Interest in veggie patches as a home feature has grown over the course of the COVID-19 pandemic, according to a survey of Perth residents.
The study, conducted at the height of the lockdown period by ABN Group and Painted Dog Research as part of the latter’s People’s Voice Omnibus series, revealed 33 per cent of a pool of 824 respondents were more likely to look for a veggie patch in a new home than they would have been pre-COVID-19.
Painted Dog Executive Director Michelle Clark-Crumpton told New Homes the finding was one of the more surprising results to come out of the study.
“There was high interest,” she said.
“Maybe they’re wanting to spend more time cooking at home or preparing meals – this was an interesting finding from our perspective.”
Speaking on the trend, Webb & Brown-Neaves Design Team Leader Darren Grunwald said from the design perspective it was more about building a space which would allow a client to maximise their use of home-grown produce.
“It’s really a conversation you need to have with your designer, and thinking about where your best placement for this sort of feature is on the block,” he said.
“Consider orientation and then proximity to the kitchen – connection with the scullery or kitchen is important.
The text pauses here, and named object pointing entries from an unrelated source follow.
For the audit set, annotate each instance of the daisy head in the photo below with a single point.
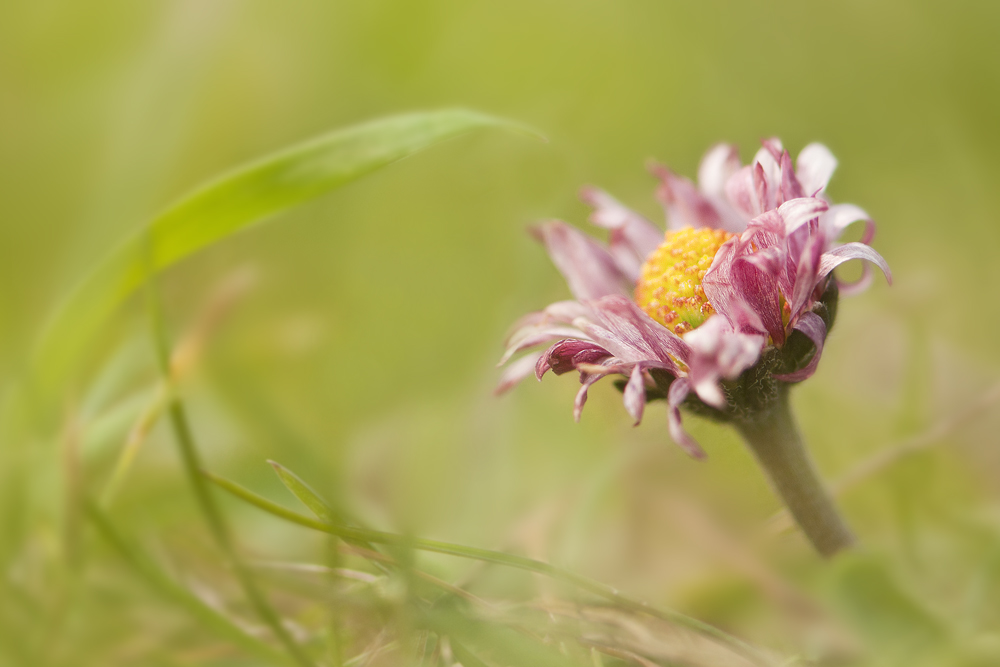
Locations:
(720, 313)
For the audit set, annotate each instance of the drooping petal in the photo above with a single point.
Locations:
(516, 372)
(634, 396)
(769, 260)
(814, 167)
(566, 355)
(717, 351)
(716, 168)
(806, 274)
(748, 297)
(797, 212)
(626, 331)
(536, 335)
(840, 216)
(813, 326)
(837, 256)
(685, 205)
(589, 269)
(581, 396)
(679, 390)
(850, 288)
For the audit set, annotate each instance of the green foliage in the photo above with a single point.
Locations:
(359, 348)
(233, 201)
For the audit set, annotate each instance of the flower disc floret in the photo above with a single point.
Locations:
(669, 288)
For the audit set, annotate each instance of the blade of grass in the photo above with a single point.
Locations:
(305, 493)
(184, 436)
(496, 558)
(206, 616)
(230, 203)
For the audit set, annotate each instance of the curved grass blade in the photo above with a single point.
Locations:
(206, 616)
(232, 202)
(348, 533)
(306, 495)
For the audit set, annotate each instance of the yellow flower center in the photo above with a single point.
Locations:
(669, 288)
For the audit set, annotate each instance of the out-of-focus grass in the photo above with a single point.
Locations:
(360, 353)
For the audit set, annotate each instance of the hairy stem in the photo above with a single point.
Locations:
(777, 445)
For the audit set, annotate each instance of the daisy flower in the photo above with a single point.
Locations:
(722, 312)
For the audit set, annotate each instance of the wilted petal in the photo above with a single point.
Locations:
(679, 390)
(813, 326)
(517, 371)
(840, 216)
(581, 396)
(860, 285)
(630, 334)
(536, 335)
(797, 212)
(719, 352)
(807, 274)
(634, 396)
(716, 168)
(837, 256)
(814, 167)
(769, 260)
(588, 268)
(748, 297)
(685, 205)
(566, 355)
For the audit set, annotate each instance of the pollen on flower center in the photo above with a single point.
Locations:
(669, 288)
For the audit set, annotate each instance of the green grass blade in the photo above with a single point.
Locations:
(230, 203)
(348, 533)
(306, 495)
(206, 617)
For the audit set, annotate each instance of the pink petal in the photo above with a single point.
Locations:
(813, 326)
(797, 212)
(814, 167)
(807, 274)
(748, 297)
(536, 335)
(679, 390)
(634, 396)
(587, 267)
(717, 351)
(790, 186)
(840, 216)
(630, 334)
(516, 372)
(581, 396)
(566, 355)
(848, 251)
(859, 285)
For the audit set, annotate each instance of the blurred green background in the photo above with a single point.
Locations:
(359, 349)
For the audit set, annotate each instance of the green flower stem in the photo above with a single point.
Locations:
(775, 441)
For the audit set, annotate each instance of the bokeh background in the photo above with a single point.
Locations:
(354, 339)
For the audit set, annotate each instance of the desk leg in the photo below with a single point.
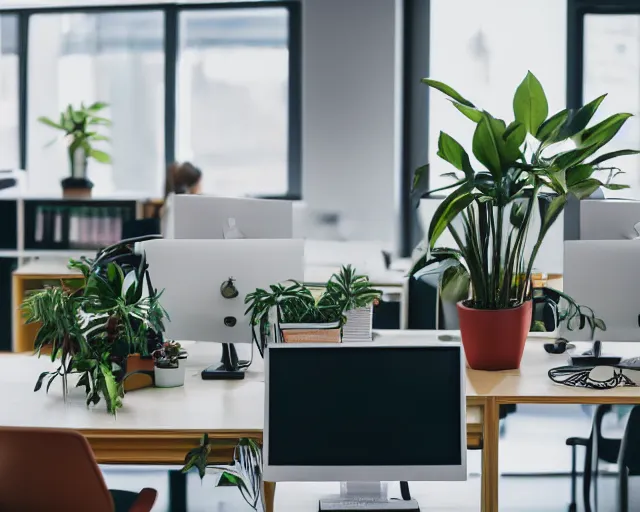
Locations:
(269, 496)
(490, 471)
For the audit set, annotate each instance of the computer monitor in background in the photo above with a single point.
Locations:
(364, 412)
(198, 217)
(610, 219)
(601, 274)
(192, 275)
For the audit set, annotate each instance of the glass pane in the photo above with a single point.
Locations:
(117, 58)
(612, 65)
(484, 55)
(233, 99)
(9, 96)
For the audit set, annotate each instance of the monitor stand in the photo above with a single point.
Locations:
(230, 369)
(366, 496)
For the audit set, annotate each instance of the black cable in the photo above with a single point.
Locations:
(404, 491)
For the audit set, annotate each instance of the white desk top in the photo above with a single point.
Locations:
(198, 406)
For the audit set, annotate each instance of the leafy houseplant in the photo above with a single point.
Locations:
(294, 303)
(489, 210)
(93, 328)
(80, 128)
(245, 472)
(169, 373)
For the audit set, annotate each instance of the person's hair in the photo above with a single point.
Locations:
(181, 177)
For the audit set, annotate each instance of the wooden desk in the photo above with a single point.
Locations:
(155, 426)
(532, 385)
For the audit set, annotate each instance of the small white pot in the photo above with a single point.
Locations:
(169, 377)
(359, 324)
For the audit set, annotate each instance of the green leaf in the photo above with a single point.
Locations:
(530, 105)
(575, 175)
(585, 188)
(450, 150)
(604, 131)
(470, 112)
(449, 91)
(613, 154)
(551, 127)
(485, 148)
(100, 156)
(39, 381)
(448, 210)
(455, 283)
(578, 122)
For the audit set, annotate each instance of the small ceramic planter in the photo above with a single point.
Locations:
(169, 377)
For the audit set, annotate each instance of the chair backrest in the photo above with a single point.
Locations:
(50, 469)
(630, 448)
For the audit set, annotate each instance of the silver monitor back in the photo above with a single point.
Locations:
(602, 274)
(190, 273)
(610, 219)
(196, 217)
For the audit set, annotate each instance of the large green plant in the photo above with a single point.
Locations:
(80, 127)
(92, 328)
(523, 173)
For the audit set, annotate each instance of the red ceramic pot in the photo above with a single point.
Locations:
(494, 339)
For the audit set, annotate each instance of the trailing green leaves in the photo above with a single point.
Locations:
(449, 91)
(530, 105)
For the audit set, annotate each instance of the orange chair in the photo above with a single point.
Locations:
(54, 469)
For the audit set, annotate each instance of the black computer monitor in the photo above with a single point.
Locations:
(364, 412)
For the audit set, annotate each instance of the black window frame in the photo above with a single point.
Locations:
(171, 41)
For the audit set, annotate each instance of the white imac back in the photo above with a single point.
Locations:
(610, 219)
(602, 274)
(196, 217)
(190, 273)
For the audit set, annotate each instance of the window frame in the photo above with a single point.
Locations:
(171, 13)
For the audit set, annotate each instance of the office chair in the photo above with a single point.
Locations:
(74, 483)
(598, 448)
(629, 459)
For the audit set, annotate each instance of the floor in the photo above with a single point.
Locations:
(534, 462)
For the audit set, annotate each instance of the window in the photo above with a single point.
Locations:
(115, 57)
(9, 93)
(484, 54)
(233, 101)
(612, 65)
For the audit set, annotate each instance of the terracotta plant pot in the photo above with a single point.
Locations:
(494, 339)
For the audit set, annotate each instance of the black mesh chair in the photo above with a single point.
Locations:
(598, 448)
(629, 458)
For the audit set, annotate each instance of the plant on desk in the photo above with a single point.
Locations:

A provisional space off those areas can allow for that.”
Mr Grunwald said while he hadn’t yet seen a huge uptick in demand for veggie gardens, there was a marked increase in demand for incorporating greenery more broadly into new homes.
“Biophilia is the integration of plants within the home, and it’s a massive trend at the moment – it’s huge,” he said.
Mr Grunwald said a new Webb & Brown-Neaves display expected to open in the next few months had incorporated these features, with soft planting and a focus on biophilia through the build.